- Tortilla Flats Location in Northern Territory
- Coordinates: 13°05′50.3″S 131°10′40.1″E﻿ / ﻿13.097306°S 131.177806°E
- Population: 14 (2016 census)
- Postcode(s): 0845
- LGA(s): Coomalie Shire
- Territory electorate(s): Daly
- Federal division(s): Lingiari
Suburbs around Tortilla Flats:
| Coomalie Creek | Coomalie Creek | Margaret River |
| Batchelor | Tortilla Flats | Margaret River |
| Batchelor | Adelaide River | Margaret River |
- Footnotes: Adjoining suburbs

= Tortilla Flats =

Tortilla Flats is a rural locality in the Coomalie Shire, Northern Territory, Australia. It is located approximately 105 km south east of the Territory capital Darwin. The locality is named after a farm established in 1958 by the Australian Government to conduct agricultural experiments. It was also the site of an artillery and weapons range used by Australian and US forces during the Second World War. The land surrounding the locality is sparsely populated and mainly set aside for pastoral uses.

==History==
During World War 2 an artillery and aerial weapons range was established to the south of the Coomalie Creek Airfield in the area now known as Tortilla Flats.

The Tortilla Flats Research Farm, originally known as the Upper Adelaide River Experiment Station operated from 1958-90 when the land was sold off to private owners. Experiments conducted here focussed on rice as a potential export crop, as well as cattle rotation techniques.

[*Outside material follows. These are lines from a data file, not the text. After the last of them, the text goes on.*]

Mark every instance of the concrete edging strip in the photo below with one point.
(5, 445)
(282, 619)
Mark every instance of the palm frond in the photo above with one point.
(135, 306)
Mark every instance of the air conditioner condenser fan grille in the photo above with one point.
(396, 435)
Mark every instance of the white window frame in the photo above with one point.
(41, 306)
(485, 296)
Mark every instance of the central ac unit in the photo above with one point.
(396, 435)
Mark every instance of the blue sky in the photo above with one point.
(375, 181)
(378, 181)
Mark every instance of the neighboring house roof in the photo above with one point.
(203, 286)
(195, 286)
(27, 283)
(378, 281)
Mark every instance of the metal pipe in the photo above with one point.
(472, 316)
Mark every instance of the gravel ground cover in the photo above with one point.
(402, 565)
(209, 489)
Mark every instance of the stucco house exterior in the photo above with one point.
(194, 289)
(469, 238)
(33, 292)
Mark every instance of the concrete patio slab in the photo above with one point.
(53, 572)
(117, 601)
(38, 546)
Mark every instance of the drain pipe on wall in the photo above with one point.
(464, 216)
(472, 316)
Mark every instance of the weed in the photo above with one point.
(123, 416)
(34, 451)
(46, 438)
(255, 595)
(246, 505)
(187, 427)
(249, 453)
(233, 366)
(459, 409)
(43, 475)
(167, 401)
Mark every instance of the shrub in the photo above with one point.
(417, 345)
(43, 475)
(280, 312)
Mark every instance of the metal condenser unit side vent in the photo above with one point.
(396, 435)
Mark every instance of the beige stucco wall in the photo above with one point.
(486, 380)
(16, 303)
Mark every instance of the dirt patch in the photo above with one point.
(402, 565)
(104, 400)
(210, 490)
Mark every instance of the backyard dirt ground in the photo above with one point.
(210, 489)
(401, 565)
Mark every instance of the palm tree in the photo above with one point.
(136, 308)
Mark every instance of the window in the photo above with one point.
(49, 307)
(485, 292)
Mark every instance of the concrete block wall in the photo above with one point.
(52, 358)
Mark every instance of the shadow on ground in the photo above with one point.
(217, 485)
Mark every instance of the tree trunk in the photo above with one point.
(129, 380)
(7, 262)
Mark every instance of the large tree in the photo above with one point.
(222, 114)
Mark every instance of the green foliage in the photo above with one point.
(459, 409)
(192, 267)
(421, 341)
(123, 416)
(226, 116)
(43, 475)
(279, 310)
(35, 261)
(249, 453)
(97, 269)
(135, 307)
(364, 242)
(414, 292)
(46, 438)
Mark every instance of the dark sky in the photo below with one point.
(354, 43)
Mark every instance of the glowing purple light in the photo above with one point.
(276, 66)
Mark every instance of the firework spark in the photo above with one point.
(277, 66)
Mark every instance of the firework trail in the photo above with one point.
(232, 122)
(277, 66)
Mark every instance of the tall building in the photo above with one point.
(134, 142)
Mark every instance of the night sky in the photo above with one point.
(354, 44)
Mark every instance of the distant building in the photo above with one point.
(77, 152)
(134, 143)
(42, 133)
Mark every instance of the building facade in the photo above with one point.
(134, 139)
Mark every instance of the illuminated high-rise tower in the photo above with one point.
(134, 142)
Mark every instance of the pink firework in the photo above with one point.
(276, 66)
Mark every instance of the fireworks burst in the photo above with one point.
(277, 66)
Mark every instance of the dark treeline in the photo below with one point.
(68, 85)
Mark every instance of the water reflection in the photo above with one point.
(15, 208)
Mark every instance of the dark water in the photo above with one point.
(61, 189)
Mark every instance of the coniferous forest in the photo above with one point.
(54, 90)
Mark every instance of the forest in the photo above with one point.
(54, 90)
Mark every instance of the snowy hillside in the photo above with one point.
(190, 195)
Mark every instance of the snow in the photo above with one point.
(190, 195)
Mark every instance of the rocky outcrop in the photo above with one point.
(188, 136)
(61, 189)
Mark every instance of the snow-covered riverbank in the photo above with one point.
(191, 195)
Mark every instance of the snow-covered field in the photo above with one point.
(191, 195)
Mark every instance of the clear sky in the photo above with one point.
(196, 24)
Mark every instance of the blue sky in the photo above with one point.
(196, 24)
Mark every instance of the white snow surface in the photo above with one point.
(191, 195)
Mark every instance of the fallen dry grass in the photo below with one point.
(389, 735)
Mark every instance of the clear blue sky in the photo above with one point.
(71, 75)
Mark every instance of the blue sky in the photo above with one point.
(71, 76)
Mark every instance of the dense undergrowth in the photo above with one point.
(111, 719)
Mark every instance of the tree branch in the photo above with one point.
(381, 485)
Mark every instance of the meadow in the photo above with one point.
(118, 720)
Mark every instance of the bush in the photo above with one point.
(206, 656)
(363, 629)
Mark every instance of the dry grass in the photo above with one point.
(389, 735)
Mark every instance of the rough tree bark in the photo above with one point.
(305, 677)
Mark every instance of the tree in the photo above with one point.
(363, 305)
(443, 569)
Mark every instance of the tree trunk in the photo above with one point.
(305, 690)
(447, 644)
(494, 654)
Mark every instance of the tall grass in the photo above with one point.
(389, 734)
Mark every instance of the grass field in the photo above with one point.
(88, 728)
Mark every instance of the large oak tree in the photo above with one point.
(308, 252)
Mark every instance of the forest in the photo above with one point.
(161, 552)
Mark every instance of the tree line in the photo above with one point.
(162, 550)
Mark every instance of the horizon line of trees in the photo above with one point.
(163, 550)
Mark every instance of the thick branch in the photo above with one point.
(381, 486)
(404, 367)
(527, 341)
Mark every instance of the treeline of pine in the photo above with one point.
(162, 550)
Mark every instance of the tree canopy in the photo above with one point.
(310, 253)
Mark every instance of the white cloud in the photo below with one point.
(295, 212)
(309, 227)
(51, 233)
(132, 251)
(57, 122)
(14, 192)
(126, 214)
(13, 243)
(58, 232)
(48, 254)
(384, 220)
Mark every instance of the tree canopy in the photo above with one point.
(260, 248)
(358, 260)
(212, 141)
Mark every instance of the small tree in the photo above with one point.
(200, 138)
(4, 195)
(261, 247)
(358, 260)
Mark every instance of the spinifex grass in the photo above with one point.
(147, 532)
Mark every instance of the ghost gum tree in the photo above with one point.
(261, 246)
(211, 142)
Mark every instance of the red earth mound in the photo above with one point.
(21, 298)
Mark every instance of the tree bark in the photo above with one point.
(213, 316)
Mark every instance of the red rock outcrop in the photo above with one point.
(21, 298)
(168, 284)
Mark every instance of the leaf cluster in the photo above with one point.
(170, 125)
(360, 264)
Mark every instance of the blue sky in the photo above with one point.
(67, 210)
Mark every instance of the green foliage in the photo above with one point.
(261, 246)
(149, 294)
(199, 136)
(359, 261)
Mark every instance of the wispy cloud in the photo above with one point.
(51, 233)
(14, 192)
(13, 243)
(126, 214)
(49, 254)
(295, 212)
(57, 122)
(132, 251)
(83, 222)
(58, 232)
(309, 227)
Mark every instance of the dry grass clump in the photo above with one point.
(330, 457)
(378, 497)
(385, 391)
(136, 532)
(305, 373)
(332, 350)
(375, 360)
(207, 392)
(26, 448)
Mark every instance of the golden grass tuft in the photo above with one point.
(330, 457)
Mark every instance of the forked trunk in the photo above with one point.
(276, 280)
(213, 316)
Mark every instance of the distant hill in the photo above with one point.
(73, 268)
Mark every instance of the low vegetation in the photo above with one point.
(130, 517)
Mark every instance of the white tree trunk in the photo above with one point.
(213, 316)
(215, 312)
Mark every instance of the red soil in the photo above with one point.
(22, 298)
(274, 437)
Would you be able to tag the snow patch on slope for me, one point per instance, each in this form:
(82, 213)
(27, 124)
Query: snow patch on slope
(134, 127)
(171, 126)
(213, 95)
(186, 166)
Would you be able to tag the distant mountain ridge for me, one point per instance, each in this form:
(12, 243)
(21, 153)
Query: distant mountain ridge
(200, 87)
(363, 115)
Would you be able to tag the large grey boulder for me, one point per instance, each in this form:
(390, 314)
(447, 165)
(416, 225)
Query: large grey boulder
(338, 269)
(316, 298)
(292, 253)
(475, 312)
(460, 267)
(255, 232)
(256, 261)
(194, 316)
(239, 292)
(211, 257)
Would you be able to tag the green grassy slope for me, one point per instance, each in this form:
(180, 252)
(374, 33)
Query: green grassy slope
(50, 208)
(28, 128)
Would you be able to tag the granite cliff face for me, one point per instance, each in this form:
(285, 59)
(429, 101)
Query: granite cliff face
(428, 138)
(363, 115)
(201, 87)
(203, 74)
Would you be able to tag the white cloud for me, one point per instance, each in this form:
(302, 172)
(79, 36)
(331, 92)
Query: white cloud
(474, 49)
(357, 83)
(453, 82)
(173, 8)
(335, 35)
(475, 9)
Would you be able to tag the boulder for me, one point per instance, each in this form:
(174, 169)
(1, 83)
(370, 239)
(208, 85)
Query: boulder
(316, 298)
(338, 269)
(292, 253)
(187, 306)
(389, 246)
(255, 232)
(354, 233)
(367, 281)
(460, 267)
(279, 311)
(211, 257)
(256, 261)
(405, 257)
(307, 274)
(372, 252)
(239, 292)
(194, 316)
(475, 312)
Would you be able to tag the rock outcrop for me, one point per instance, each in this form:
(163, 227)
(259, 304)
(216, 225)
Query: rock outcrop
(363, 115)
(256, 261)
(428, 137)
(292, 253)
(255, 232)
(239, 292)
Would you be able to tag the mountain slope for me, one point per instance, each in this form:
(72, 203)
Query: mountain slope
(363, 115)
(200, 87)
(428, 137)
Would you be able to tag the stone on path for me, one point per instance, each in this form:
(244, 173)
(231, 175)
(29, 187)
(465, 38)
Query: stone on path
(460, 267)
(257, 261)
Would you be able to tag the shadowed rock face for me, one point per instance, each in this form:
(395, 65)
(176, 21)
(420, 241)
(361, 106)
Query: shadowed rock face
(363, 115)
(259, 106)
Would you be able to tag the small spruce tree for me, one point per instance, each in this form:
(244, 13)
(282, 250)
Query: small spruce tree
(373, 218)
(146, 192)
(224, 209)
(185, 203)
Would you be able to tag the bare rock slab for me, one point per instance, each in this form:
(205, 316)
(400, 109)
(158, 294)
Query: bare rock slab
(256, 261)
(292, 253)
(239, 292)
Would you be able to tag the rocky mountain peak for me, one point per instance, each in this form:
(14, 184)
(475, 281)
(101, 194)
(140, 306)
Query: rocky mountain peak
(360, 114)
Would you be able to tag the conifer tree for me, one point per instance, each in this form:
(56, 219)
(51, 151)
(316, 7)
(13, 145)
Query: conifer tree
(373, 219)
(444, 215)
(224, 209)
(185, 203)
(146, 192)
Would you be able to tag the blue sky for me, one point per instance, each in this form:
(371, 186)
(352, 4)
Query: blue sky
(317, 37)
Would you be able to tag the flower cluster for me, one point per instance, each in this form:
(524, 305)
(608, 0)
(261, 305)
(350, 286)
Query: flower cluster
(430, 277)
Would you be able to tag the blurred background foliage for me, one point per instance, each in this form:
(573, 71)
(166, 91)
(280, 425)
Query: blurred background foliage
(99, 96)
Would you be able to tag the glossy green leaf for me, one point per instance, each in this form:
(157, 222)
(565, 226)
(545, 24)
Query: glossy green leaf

Estimates based on this research in 1981 found that a land area of 45000 ha in the Adelaide River region was suited to irrigated rice production, and a potential crop yield in excess of 12000 tonnes could be harvested annually from such activities.

==Present day==
Trials involving the growing of rice crops are once again being conducted in the on private farms in the vicinity. These trials are supported by the NT Department of Resources and are investigating the potential of higher crop yields gained by growing the different varieties of rice during the dry season.